For the reasons discussed above, it is hereby

ORDERED that the motion of plaintiffs in this action, certain natural gas futures traders, to set aside the Opinion and Order (“Order”) of Magistrate Judge Andrew J. Peck dated June 21, 2005 and to compel production of documents is DENIED; and it is further

ORDERED that the Order is AFFIRMED.

SO ORDERED.

. See Memorandum of Law in Support of Plaintiffs' Motion to Set Aside the June 21, 2005 Opinion and Order of Chief Magistrate Jude Andrew J. Peck and to Compel the Production of Documents, dated July 6, 2005 ("Pis.' Mem."); Plaintiffs' Reply Memorandum of Law in Further Support of Their Motion to Set Aside the June 21, 2005 Opinion and Order of Chief Magistrate Judge Andrew J. Peck and to Compel the Production of Documents, dated August 8, 2005 ("Pis.' Reply").

. See Memorandum of Law in Opposition of Plaintiffs' Motion to Set Aside the June 21, 2005 Opinion and Order of Chief Magistrate Judge Andrew J. Peck, dated July 25, 2005 ("Aquila's Mem.”); Opposition of American Electric Power Company, Inc. and AEP Energy Services, Inc. to Plaintiffs' Motion to Set Aside the June 21, 2005 Opinion and Order of Chief Magistrate Judge Andrew J. Peck and to Compel the Production of Documents, dated July 25, 2005 ("AEP’s Mem.”).

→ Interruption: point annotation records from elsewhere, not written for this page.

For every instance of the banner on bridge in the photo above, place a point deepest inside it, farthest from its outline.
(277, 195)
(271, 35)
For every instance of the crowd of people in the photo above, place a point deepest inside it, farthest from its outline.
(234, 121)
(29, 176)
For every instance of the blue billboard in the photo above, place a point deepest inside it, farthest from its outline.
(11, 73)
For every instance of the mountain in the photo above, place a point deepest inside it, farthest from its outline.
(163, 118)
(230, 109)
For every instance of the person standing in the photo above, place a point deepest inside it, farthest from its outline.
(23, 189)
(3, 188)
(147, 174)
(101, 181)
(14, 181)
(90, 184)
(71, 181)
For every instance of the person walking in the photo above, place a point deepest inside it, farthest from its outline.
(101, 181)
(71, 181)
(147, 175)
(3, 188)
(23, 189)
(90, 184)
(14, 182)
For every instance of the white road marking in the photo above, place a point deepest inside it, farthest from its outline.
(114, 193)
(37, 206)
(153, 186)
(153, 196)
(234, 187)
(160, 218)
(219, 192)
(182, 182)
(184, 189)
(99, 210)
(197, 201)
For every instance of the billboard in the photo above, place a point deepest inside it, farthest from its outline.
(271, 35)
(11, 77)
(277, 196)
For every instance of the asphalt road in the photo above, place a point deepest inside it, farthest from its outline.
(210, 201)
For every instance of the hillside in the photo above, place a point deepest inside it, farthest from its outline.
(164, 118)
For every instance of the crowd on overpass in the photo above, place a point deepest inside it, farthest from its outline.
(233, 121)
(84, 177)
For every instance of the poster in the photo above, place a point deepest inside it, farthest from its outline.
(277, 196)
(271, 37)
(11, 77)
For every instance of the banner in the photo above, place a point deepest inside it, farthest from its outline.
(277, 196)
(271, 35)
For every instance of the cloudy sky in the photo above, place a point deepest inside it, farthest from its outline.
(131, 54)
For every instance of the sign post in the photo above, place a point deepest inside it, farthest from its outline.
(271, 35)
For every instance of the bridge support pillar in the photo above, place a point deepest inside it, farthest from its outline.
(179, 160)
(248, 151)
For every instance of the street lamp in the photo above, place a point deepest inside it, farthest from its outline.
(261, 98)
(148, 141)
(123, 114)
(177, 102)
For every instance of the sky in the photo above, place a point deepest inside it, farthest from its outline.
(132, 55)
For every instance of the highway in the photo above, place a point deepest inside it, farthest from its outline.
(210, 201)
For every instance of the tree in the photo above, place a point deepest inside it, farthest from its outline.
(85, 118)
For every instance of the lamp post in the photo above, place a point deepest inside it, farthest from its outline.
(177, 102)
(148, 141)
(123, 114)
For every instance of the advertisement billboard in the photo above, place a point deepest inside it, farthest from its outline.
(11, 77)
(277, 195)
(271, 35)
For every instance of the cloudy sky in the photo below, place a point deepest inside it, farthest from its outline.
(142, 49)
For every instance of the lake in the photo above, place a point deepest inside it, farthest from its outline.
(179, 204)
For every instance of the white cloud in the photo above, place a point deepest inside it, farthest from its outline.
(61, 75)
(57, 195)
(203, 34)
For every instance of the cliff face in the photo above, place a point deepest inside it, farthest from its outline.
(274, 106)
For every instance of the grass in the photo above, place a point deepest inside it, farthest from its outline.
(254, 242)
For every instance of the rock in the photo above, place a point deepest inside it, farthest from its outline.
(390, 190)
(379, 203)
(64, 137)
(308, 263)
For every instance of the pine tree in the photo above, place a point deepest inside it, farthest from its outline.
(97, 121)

. The factual recitation set forth below derives from the following documents on the record of the Plaintiffs' motion to set aside the Order: Letter from Bernard Persky to Magistrate Judge Peck, dated May 2, 2005 ("Pis.’ First Letter Brief”), attached as Exhibit A to Affirmation of Vincent Briganti in Support of Plaintiffs' Motion to Set Aside the June 21, 2005 Opinion and Order of Chief Magistrate Judge Andrew J. Peck and to Compel the Production of Documents ("Briganti Aff.”); Letter from Diana L. Weiss to Gretchen L. Lowe, Associate Director, Division of Enforcement, U.S. Commodity Futures Trading Commission, dated July 14, 2003, attached as Exhibit A to Aquila's Mem.; Affidavit of James W. Deacon in Opposition to Plaintiffs' Motion to Compel, dated May 26, 2005, attached as Exhibit C of Aquila’s Mem. ("Deacon Aff.”); and Declaration of Steven J. Routh, dated May 16, 2005, attached as Exhibit 1 to AEP’s Mem. Unless specifically quoted or otherwise cited as necessary, no other citation to these documents will be made.